OCTAVIANO, Leslie Anne O. 2006-33060

The Law on Local Governments Prof. Gisella D. Reyes

Mendova then filed a complaint for physical injuries with the Municipal Circuit Trial Court of San JulianSulat, Eastern Samar which was dismissed by the respondent Judge on the ground of prescription. Complainant filed with the Office of the Court Administrator an administrative complaint against respondent judge. He alleged that in dimissming the case, respondent judge didnt apply the provisions of Section 410(c) of the LGC. In his comment, respondent admitted that he was wrong and that he had a mental lapse due to heavy workload in applying the rule of prescrption in the RPC instead of the LGC. The OCA found respondent guilty and recommended that he be fined P3,000.00 with a warning that a commission of similar acts will be dealt with more severely. Issue: WON respondent judge is administratively liable for dismissing the criminal case on the ground of prescription Held: NO. The Court has repeatedly stressed that an administrative complaint is not the appropriate remedy for every irregular or erroneous order or decision issued by a judge where a judicial remedy is available, such as an MR. Besides, to hold a judge administratively accountable for every erroneous ruling or decision he renders, assuming he has erred, would be nothing short of harassment and would make his position doubly unbearable. It is only where the error is so gross, deliberate and malicious, or incurred with evident bad faith that administrative sanctions may be imposed against the erring judge. In the case at bar, the records show that Mendova did not bother at all to file an MR. No reason was advanced why complainant failed to do so.
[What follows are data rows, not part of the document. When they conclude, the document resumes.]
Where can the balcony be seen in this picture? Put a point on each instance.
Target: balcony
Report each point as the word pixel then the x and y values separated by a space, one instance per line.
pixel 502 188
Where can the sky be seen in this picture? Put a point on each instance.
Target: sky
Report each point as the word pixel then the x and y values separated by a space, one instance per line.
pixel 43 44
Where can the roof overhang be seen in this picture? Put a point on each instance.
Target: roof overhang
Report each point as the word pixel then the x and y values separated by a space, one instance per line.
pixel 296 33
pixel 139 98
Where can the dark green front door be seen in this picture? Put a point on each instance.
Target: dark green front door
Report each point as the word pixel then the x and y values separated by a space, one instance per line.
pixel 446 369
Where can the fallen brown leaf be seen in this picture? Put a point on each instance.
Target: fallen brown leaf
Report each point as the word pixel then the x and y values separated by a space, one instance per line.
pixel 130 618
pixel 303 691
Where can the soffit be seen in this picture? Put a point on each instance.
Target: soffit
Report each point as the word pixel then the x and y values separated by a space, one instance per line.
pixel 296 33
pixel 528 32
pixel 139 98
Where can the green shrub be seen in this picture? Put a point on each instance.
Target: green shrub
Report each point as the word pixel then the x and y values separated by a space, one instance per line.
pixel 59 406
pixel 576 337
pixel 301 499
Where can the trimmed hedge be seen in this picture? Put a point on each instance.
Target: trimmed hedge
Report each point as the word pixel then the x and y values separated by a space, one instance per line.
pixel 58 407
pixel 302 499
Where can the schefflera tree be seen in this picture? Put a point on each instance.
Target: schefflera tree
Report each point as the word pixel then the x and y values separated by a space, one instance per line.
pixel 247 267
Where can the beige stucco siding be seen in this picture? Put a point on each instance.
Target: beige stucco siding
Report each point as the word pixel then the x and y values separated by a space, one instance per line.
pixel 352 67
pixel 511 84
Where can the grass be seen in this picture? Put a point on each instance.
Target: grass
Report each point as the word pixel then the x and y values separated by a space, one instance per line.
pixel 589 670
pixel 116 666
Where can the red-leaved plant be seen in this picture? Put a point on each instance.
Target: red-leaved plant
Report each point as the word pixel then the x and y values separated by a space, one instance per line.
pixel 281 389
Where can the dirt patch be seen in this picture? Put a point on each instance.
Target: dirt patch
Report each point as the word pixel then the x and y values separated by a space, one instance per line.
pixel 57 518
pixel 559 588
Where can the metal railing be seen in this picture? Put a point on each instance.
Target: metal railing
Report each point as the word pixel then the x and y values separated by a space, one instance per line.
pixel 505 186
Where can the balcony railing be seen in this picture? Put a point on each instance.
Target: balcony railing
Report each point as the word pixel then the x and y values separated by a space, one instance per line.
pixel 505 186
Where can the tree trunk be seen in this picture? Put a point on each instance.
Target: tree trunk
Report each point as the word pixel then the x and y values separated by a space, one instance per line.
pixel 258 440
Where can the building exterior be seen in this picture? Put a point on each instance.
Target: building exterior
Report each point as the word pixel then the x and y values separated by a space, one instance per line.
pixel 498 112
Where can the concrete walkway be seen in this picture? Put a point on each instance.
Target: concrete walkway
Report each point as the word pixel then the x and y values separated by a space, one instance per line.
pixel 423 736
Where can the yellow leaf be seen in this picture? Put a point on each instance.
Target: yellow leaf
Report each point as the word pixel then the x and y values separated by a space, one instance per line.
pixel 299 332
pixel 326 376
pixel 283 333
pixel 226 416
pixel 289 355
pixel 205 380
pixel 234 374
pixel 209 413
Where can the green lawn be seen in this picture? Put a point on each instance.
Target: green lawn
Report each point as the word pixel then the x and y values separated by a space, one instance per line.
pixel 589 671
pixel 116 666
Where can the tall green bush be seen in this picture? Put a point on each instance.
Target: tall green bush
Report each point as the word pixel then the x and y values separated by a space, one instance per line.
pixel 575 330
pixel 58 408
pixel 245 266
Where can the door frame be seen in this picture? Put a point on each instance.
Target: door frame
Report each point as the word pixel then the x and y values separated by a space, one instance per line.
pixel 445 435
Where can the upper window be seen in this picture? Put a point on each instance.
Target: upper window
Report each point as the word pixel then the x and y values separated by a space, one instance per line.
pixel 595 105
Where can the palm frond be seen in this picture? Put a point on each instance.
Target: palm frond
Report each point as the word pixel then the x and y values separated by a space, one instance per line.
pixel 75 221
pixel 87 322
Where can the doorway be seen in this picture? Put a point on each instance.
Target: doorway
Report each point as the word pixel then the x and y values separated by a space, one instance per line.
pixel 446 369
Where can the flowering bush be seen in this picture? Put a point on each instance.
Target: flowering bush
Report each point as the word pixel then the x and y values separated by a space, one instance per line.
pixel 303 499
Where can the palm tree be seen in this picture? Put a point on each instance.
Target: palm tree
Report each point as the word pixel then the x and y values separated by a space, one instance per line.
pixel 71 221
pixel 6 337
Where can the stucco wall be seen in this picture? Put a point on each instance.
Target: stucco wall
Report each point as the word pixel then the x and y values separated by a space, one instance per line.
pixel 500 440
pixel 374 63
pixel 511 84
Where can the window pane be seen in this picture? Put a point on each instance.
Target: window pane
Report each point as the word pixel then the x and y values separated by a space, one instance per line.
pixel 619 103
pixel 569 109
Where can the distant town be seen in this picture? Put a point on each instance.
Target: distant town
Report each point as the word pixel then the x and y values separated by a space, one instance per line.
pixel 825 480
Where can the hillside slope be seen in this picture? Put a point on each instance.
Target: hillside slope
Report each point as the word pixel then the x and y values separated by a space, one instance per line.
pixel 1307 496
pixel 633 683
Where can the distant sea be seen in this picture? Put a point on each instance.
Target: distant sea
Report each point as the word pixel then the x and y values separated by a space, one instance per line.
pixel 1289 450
Thus, the administrative complaint is premature. Moreover, pursuant to Section 410(c) of the Local Government Code, the prescriptive period is interrupted upon filing of the complaint with the barangay, and resumes upon receipt by the complainant of the Certification to File Action issued by the Pangkat Secretary of the barangay. In the present case, records fail to show when the complainant received the Certification to File Action. Complainant failed to present proof of his receipt of the Barangay Certification and so clearly, he cannot now fault respondent judge for dismissing the case on the ground of prescription. While respondent judge admitted his mistake, such may not be considered ignorance of law. It can only be an error of judgment.